Honeywell is looking for a Lead Site Reliability Engineer to join our Aerospace Technologies team. You will serve as a subject matter expert, ensuring the reliability, availability, and performance of our systems and services. You'll collaborate closely with development and operations teams to implement best practices in reliability engineering, automation, and monitoring, driving key infrastructure improvements.
What You'll Do
- Define and manage service SLOs/SLIs, track error budgets, and drive reliability roadmaps.
- Proactively identify reliability bottlenecks, lead remediation, and preventative actions.
- Establish CI/CD best practices and standards across the organization.
- Implement and scale metrics, logs, and traces across services.
- Build actionable dashboards and alerts with noise reduction and runbooks for on-call.
- Own on-call rotations, triage, and coordination; drive post-incident reviews and blameless RCA.
- Automate rollback/roll-forward, health checks, and verification steps.
- Conduct load and resilience testing; manage capacity planning and cost optimization.
- Tune databases, queues, and network settings for throughput and latency.
- Reduce toil with automation and self-service tooling; standardize deployment and recovery procedures.
- Build reliability guardrails such as chaos experiments, circuit breakers, and rate limiting.
- Operate and harden Kubernetes clusters, container runtimes, and service meshes.
- Manage infrastructure using Infrastructure as Code (IaC), secrets management, and policy-as-code.
- Implement DevSecOps practices: vulnerability management, dependency scanning, and IAM hardening.
- Partner with developers, QA, and product on design reviews, release strategies, and production readiness.
- Document standards and provide enablement sessions to elevate reliability practices.
- Create comprehensive documentation and self-service guides.
- Administer, maintain, and optimize relational and/or NoSQL databases.
- Collaborate with security teams to enforce database access controls.
What We're Looking For
- Bachelor’s degree from an accredited institution in a technical discipline such as science, technology, engineering, or mathematics.

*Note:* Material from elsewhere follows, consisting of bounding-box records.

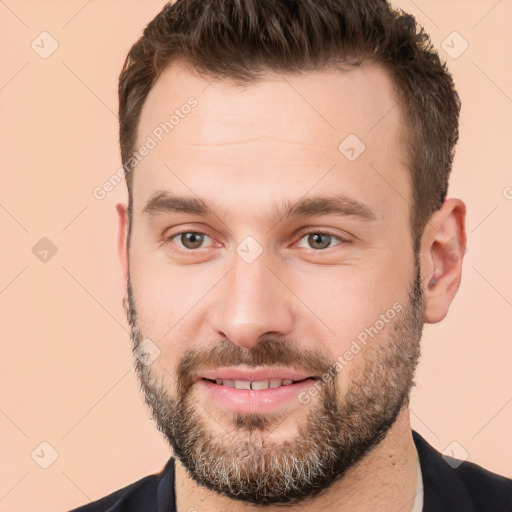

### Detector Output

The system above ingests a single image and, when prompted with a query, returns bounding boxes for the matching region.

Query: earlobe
[116,203,130,286]
[421,199,466,323]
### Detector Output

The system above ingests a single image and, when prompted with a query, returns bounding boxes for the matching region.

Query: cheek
[291,259,413,352]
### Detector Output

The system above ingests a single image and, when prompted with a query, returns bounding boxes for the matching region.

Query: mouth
[201,377,316,391]
[196,367,318,414]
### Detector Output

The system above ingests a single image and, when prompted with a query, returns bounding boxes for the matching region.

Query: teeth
[251,380,268,389]
[215,379,300,390]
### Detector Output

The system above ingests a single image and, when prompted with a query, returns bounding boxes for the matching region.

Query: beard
[125,261,424,505]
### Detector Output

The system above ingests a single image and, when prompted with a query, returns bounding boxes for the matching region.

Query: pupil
[309,233,331,249]
[182,232,202,249]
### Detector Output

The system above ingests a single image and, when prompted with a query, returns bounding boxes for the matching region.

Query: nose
[210,254,294,348]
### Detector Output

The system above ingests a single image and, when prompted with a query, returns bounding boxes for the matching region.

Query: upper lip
[197,367,314,382]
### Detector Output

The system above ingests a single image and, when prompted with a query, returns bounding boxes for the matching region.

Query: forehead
[133,61,409,219]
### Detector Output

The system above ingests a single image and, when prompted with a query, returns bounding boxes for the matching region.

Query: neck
[175,406,417,512]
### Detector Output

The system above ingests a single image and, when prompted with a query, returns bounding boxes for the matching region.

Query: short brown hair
[119,0,460,250]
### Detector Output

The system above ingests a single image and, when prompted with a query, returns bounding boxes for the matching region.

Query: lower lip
[197,379,316,414]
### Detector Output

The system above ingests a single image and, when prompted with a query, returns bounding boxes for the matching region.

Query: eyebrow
[143,192,377,223]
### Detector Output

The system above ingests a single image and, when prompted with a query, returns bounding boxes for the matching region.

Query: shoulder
[64,458,174,512]
[413,431,512,512]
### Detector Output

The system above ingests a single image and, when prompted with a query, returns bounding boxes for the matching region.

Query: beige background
[0,0,512,512]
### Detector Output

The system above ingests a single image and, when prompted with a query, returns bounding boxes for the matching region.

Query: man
[69,0,512,512]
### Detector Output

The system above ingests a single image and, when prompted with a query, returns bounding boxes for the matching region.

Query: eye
[300,231,344,250]
[168,231,214,250]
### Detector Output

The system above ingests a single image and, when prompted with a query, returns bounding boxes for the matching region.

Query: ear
[116,203,130,287]
[421,199,467,324]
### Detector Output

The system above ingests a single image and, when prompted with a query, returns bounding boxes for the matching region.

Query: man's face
[123,62,423,503]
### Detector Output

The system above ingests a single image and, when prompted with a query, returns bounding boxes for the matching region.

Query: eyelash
[165,230,349,253]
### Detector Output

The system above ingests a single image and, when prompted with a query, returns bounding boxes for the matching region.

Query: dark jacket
[70,430,512,512]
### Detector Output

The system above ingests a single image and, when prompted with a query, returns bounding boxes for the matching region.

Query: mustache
[176,338,332,394]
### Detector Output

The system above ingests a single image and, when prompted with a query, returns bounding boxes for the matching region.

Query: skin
[117,61,466,511]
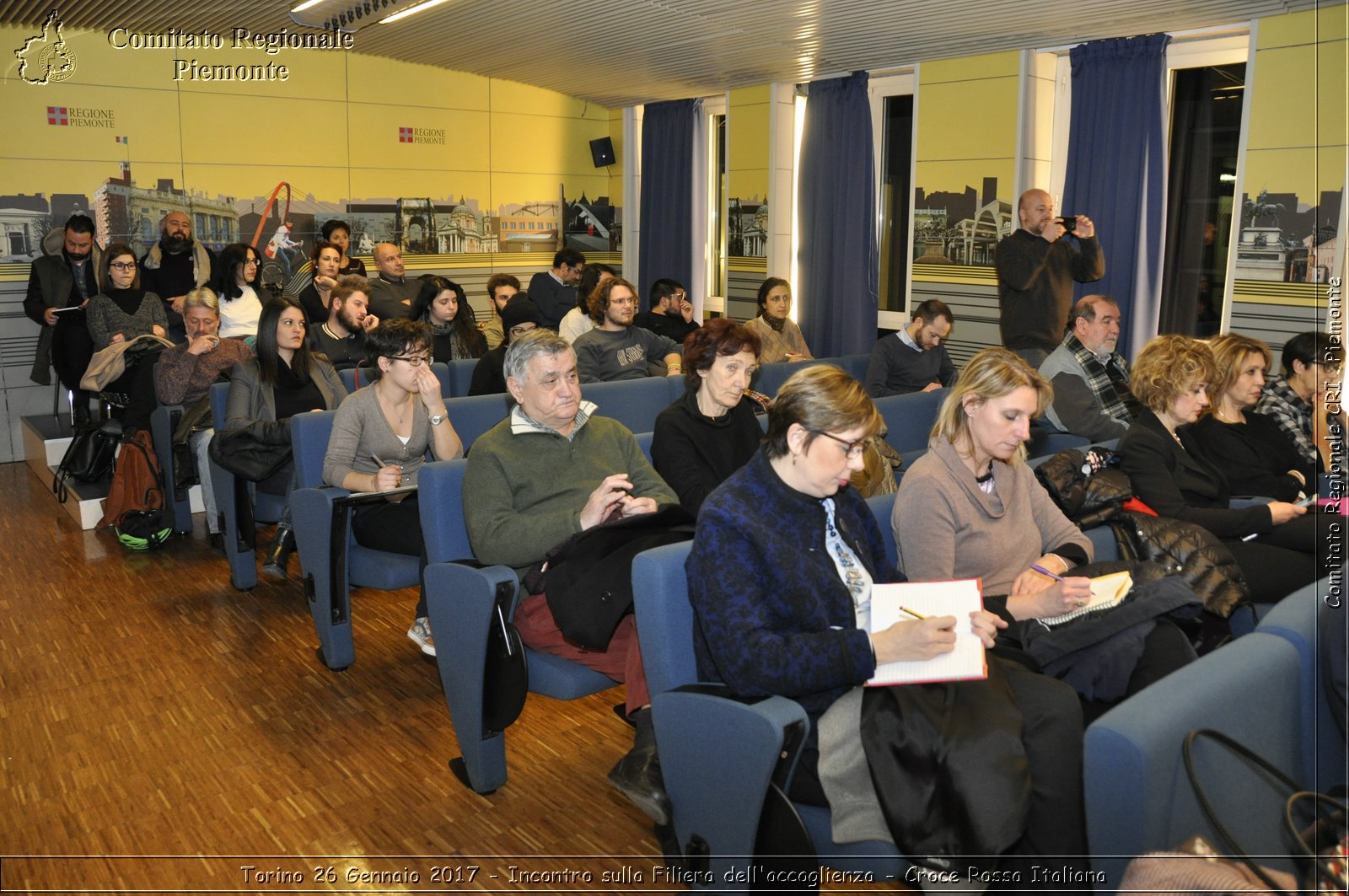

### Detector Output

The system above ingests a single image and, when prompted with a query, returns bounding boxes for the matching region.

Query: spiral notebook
[866,579,989,687]
[1040,572,1133,627]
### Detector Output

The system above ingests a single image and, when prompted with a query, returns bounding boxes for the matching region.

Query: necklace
[375,387,413,432]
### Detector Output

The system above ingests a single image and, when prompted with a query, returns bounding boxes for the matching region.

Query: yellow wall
[0,27,623,263]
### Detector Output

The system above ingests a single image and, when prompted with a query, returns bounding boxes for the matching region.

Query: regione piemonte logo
[13,9,76,85]
[398,126,445,146]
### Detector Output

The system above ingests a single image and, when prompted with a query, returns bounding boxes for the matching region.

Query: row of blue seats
[632,531,1346,892]
[342,355,870,404]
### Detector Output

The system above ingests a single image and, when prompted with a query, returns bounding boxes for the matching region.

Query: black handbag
[207,427,292,482]
[1182,728,1349,893]
[51,420,121,503]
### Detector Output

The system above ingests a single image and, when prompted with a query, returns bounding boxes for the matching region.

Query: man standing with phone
[996,189,1104,368]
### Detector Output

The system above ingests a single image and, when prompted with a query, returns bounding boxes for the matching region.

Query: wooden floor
[0,464,906,893]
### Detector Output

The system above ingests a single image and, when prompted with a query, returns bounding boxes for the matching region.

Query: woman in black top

- 4–8+ years in SRE, Platform, DevOps, or Operations roles with ownership of production systems at scale.
- Hands-on experience with AWS, Azure, and/or GCP, with a strong grasp of managed services trade-offs.
- Experience with Docker and Kubernetes, Helm/Kustomize, and service mesh familiarity.
- Proficiency in Python, Go, and Bash for automation, tooling, and APIs.
- Strong SQL skills and deep experience with at least one major database.
- Deep knowledge of database internals, replication, and indexing.
- Understanding of networking fundamentals such as DNS, load balancing, and TCP/IP.
- Expertise in designing and developing reusable CI/CD pipeline templates.
- Proficiency with at least two CI/CD platforms.
- Strong experience with Docker and Kubernetes.
- Infrastructure as Code skills with Terraform, ARM templates, or CloudFormation.
- Cloud platform expertise in Azure, AWS, or GCP.
- Experience troubleshooting build and deployment issues across multiple technology stacks.
- Strong Git and version control workflow knowledge.
- Experience with automated testing frameworks.
- Scripting skills in PowerShell, Bash, or Python.
- Must be a U.S. Person as defined by export control regulations.
Nice to Have
- Advanced degree in Computer Science, Engineering, or a related field.
- Experience with additional programming languages like Java, Node.js, or Go.
- Knowledge of frontend frameworks such as React, Angular, or Vue.js.
- GitOps implementation experience with ArgoCD or Flux.
- Service mesh technologies like Istio or Linkerd.
- Advanced deployment strategies including blue-green, canary, and feature flags.
- Database CI/CD and migration automation experience.
- Security scanning tools integration.
- Monitoring and observability tools expertise.
- Configuration management with Ansible, Chef, or Puppet.
- Multi-cloud or hybrid cloud deployment experience.
- Experience building internal developer platforms.
- Cloud or Kubernetes certifications.
Technical Stack
- Azure, Docker, AKS/EKS, Helm, Istio
- OpenTelemetry, Prometheus/Grafana, Azure Monitor/Log Analytics, Dynatrace, Elastic
- GitHub Actions, Azure DevOps Pipelines
- Terraform/Terragrunt, Bicep, Vault/Azure Key Vault, SSM, Dependabot, Cosign, OPA
Team & Environment
You will report to an SRE Engineering Manager. Our culture empowers leaders to develop and support their teams, driving strong performance and fostering an inclusive environment.
Benefits & Compensation
- Employer subsidized Medical, Dental, Vision, and Life Insurance
- Short-Term and Long-Term Disability
- 401(k) match
- Flexible Spending Accounts and Health Savings Accounts
- EAP
- Educational Assistance
- Parental Leave
- Paid Time Off for vacation, personal business, sick time, and parental leave
- 12 Paid Holidays
Work Mode
This role follows a hybrid work model and is based in Phoenix, AZ.
Honeywell is an equal opportunity employer.